Although quantitative PCR uses the same basic concept as traditional PCR, the reactions differ in that the amplicons are generally smaller and are detected indirectly using an additional dye or labeled probe or primer.
The 3’/5’ integrity assay is a potential first step in the identification of RNA degradation. The assay is particularly useful when a large number of samples are to be analyzed or when the degradation is less than that detected by capillary systems but still sufficient to effect qPCR analyses.
One or more target RNA sequences are selected, and in this example GAPDH is used. Two assays are designed along the length of the target such that one is located close to the 3’ UTR and the second is approximately 1 kb upstream. cDNA is generated using reverse transcription from an anchored oligo-dT primer. Following amplification by qPCR, the products from each assay are quantified and the ratio of the quantities is compared to that derived from a sample using high quality RNA. Degradation of the template results in a relative decrease in product, especially with assays near the 5’ end of the target gene. This results in an increase in the 3’/5’ ratio.

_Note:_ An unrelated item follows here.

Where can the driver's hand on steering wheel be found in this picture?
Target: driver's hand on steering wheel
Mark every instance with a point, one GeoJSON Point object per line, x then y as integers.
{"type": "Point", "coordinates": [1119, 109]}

In the following test, the optimized conditions for the example assays are provided. It may be necessary to alter these conditions following optimization of assays to the targets that are more appropriate for the experiment (see Assay Optimization and Validation, Primer Concentration Optimization and Primer Optimization Using Temperature Gradient that describe the process of assay optimization and validation).

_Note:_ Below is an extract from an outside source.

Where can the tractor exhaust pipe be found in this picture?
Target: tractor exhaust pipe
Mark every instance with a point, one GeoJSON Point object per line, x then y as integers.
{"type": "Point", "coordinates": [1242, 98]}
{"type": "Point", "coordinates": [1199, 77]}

1. Place all the reaction components on ice to defrost.
2. Mix and then centrifuge briefly to collect contents at the bottom of the tube.
3. Calculate the number of reactions required, running two reactions per test sample and also two No Template Controls
(NTC). Calculating the requirements for the number of reactions plus 10% extra to allow for pipetting error
4. Prepare master mix that is sufficient for all samples and controls according to Table P9-24. Mix well and centrifuge
briefly to collect contents at the bottom of the tube.
5. Aliquot 20 μL of qPCR master mix into the PCR tubes/wells. If using a PCR plate, follow a plate schematic to
ensure that the reagents and controls are added to the correct wells.
6. Add 5 μL cDNA sample into qPCR tubes/wells.
7. Cap tubes or seal the PCR plate and label. (Make sure the labeling does not obscure instrument
excitation/detection light path.)
8. Samples should be run according to the three-step protocol provided in Table P9-25. Following the initial hot
start, steps 1–3 are repeated through 40 cycles.
Note: The conditions on Table P9-25 are optimal for the human GAPDH example assay given. However it may be appropriate to run alternative assays using the two-step protocol as described in Table P9-25B.